In Downtown L.A to visit Homegirl Cafe

Downtown L.A is as picturesque as usual.
I am a firm believer in community and living your life in service to other people. A life focused solely on oneself is shallow and, well--boring. An interesting thing happens once you start making a conscious effort to love others and affect those around you. The less you focus on yourself and your problems...the smaller your problems become.

I had the opportunity to see love in action last week while visiting Homeboy Industries in downtown L.A.

Homeboy Industries is a youth program founded in 1992 by Father Greg Boyle. This is their mission statement:
Homeboy Industries provides hope, training and support to formerly gang-related and recently incarcerated men and women, allowing them to redirect their lives and become contributing members of our community.
It was such a beautiful thing to see an organization help so many people. We got to tour through the offices and get a glimpse of the many services they offer, such as counseling, job training, drug rehabilitation, life skills and tattoo removal to name a few. It was amazeballs. We also got to have lunch at Homegirl Cafe, which is a division of Homeboy Industries. I've always wanted to visit this place that I've heard and read so much about.

Homeboy Industries had a bustling office space.
There was lots of amazing art on the walls.
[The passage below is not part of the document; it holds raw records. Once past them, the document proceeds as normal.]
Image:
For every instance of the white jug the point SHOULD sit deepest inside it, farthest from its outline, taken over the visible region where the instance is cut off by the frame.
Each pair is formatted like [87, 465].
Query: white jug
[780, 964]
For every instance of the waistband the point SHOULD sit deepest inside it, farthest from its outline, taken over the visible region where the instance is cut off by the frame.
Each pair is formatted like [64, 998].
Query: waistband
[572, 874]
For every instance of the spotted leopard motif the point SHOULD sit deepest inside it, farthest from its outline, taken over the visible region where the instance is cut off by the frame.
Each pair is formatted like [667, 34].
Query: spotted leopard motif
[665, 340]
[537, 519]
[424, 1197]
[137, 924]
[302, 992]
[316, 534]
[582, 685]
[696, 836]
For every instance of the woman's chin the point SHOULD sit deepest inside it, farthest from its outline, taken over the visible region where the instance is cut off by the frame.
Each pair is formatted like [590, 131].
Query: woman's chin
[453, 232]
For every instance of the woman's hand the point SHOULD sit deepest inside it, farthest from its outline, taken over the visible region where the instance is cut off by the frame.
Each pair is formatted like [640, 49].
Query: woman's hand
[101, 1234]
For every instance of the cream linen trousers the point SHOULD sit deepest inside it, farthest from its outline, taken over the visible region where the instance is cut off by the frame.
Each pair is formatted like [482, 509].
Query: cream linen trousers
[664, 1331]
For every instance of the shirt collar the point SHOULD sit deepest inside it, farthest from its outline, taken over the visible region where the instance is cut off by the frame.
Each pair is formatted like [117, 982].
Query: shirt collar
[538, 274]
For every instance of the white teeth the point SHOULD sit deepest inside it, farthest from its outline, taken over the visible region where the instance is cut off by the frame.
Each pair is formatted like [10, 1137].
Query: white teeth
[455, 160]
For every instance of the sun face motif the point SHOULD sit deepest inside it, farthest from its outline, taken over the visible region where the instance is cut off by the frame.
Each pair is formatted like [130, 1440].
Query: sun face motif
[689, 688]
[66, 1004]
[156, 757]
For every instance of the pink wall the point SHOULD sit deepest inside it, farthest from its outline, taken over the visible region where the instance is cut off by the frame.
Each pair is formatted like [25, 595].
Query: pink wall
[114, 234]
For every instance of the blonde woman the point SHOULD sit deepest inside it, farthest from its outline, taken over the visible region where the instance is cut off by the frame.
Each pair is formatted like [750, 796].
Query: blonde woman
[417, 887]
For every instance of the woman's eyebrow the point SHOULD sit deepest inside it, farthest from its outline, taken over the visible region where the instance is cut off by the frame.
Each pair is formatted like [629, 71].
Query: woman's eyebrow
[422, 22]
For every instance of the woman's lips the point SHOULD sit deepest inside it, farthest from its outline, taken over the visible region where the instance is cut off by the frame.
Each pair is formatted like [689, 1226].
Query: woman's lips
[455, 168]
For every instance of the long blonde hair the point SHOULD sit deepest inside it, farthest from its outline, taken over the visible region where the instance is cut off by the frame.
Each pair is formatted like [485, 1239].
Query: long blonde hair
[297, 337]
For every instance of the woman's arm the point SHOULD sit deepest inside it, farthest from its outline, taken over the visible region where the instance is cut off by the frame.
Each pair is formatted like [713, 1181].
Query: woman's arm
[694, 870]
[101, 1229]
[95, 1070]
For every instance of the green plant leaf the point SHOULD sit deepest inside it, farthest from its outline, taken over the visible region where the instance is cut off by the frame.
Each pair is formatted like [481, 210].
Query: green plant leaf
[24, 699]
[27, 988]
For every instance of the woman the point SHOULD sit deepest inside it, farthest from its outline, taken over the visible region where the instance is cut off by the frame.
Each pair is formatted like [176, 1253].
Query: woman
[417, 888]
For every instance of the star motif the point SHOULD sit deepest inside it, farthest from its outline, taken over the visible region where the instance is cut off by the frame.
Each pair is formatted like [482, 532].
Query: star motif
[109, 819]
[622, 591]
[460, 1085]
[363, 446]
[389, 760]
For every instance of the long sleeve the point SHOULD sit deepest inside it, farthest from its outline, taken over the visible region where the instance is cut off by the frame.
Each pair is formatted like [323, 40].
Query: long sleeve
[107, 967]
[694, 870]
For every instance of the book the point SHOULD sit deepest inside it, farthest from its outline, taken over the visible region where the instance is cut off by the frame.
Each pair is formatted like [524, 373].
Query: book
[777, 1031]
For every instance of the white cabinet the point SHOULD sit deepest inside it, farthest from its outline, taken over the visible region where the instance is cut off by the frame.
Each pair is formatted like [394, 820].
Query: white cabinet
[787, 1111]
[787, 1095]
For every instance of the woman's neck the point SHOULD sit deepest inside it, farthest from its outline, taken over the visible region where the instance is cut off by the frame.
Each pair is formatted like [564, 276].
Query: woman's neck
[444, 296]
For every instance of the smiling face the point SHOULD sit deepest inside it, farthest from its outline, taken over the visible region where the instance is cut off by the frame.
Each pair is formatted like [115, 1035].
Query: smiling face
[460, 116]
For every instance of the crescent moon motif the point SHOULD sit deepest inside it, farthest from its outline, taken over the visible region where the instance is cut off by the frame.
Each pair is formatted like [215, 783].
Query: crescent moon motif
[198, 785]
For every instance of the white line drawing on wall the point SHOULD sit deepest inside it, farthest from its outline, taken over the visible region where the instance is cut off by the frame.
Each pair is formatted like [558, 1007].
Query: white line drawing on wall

This collage piece featured an extensive collection of Loteria cards and Homies.

Our tour guide was very endearing and honest as he shared his background of gangs and drugs with us. Happy to hear he is one year sober and touring around the country, telling people about Homeboy Industries.

While touring the room where they remove gang tattoos (for free!), I couldn't help but notice this ice chest with the Spanish slang, "Ya Stuvo Tattoo Removal".
Jeshua from Boifromipanema took the day off from dance class to join me. Anything for a trip to L.A. and some yummy food thrown in.
I was so excited to finally visit Homegirl Cafe!
It was lunch time so it was pretty busy.
To start off, we had a delicious cucumber, pineapple and lime juice. Soooo good! Oh, and heyyy baby's butt cleav.
My brother ordered a Yuyu sandwich with a bowl of posole and it had mushrooms in it. Yum.
Oh em gee this was the most delicious sandwich I ever had--a grilled chile relleno sandwich. It was freaking genius.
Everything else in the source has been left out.